At Waikiki PS we aim to create an engaging classroom that promotes a love of learning and celebrates children’s success. Through English children will learn to become literate and develop the skills to communicate. We will support, instruct and inspire children to become confident communicators, imaginative thinkers and informed citizens. Children will engage with purposeful listening, reading, viewing, speaking and writing activities for different purposes and contexts.
The English Plan outlines our approach to teaching and learning in English at Waikiki PS. The plan provides guidance to teachers to make professional judgments in creating a learning program that gives all students the opportunity to grow through individual, small group and whole class instruction.
Our school uses Western Australian Curriculum, Early Years Framework, National Quality Standard, Western Australian Curriculum Kindergarten Guidelines, Talk for Writing, PLD Structured Synthetic Phonics across the school.
At Waikiki PS we believe:
- Children bring with them to school a wide range of experiences with language.
- Children will practise, consolidate and extend what they have learned.
- Children are ‘learning to read and write’ and ‘reading and writing to learn’.
- Learning English is enjoyable and varied.
- The three strands of Language, Literature and Literacy are interrelated and inform and support each other.
- Teachers understand how children learn and support this throughout the English programs.
- Teachers and students use Standard Australian English.
Talk for Writing
Teachers at Waikiki PS use Talk for Writing as the basis for their planning and instruction. We aim to have children develop a love of writing and become creative, independent writers.

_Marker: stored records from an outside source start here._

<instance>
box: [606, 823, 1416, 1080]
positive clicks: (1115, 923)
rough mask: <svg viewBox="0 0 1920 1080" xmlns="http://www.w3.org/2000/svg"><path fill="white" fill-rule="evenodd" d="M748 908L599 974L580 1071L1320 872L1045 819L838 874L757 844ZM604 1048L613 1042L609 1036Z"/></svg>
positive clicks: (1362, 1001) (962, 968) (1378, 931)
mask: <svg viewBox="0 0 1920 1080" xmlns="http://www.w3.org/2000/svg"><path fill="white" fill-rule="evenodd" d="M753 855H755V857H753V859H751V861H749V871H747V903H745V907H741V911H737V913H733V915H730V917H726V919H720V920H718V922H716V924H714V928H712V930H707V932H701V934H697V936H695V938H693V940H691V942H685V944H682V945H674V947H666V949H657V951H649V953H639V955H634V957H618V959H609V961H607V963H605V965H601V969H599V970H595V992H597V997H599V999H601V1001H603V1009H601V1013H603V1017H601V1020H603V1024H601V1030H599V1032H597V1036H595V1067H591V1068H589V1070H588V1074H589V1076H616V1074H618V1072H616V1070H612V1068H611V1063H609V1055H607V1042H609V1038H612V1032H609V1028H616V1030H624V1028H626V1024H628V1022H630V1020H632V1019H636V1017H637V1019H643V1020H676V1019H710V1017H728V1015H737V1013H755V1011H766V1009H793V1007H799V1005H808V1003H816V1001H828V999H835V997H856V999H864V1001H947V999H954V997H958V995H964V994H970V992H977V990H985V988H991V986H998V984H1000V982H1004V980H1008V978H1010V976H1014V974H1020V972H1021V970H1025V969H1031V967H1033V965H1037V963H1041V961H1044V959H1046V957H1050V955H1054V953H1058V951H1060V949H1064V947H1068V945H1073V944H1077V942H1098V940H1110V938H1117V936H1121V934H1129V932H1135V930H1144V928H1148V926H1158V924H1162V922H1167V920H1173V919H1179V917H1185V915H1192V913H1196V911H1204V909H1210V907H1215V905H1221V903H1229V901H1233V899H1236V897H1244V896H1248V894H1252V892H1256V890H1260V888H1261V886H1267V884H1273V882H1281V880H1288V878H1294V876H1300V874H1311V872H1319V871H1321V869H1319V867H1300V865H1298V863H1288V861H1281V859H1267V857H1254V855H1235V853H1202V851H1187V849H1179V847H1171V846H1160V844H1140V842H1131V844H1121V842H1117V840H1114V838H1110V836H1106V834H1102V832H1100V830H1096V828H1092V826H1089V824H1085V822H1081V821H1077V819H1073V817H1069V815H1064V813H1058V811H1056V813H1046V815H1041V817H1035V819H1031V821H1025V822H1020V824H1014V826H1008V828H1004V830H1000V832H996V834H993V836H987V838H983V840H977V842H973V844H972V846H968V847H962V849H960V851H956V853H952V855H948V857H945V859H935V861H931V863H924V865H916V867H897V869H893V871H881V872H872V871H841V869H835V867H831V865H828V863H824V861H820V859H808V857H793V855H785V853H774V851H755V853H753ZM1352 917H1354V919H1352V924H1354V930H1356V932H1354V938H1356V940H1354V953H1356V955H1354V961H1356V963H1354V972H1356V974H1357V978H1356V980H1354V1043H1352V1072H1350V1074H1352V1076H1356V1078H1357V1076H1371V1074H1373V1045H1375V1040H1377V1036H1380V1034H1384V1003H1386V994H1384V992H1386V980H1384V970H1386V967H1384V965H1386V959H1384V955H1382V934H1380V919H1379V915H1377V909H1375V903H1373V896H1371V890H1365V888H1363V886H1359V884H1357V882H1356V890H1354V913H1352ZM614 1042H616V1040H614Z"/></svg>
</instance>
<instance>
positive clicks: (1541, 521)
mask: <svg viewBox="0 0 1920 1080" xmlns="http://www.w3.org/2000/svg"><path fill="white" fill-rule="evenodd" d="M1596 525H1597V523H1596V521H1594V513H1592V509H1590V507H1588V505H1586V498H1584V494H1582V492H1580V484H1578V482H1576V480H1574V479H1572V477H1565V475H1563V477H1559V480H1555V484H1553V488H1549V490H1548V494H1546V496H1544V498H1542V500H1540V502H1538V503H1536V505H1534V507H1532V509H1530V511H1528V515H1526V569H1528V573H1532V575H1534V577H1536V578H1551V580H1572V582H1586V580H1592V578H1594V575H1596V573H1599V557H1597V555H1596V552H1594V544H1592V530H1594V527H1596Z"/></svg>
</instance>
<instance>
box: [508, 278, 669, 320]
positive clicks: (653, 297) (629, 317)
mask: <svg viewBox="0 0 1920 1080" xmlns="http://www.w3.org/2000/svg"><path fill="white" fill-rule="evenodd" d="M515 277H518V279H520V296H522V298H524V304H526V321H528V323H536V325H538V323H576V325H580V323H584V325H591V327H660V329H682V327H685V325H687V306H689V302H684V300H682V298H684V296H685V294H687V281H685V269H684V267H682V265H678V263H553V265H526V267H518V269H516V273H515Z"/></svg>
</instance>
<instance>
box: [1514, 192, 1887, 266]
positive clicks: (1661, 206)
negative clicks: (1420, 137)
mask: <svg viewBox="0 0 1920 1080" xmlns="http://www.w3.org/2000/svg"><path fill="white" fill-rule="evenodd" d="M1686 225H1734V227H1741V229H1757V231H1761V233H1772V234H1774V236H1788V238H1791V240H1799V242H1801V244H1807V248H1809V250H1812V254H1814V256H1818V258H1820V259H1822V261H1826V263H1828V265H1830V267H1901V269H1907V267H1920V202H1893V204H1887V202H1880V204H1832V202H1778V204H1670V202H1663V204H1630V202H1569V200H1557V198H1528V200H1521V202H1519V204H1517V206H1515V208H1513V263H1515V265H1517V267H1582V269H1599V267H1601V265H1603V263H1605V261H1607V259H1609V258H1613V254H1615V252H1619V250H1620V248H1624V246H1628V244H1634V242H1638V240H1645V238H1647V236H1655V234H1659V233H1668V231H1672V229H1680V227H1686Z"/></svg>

“Good writers generate and develop ideas drawing on a breadth of reading; and understanding how to draft, refine and improve writing. For experienced writers, many of these processes are internal and automatic. Talk for Writing involves the oral learning of model texts and the oral development of new versions so that children internalise the language patterns that they need for writing, adding to their linguistic competency.” (Talk for Writing – Improving Student Outcomes in Writing; Pie Corbett.)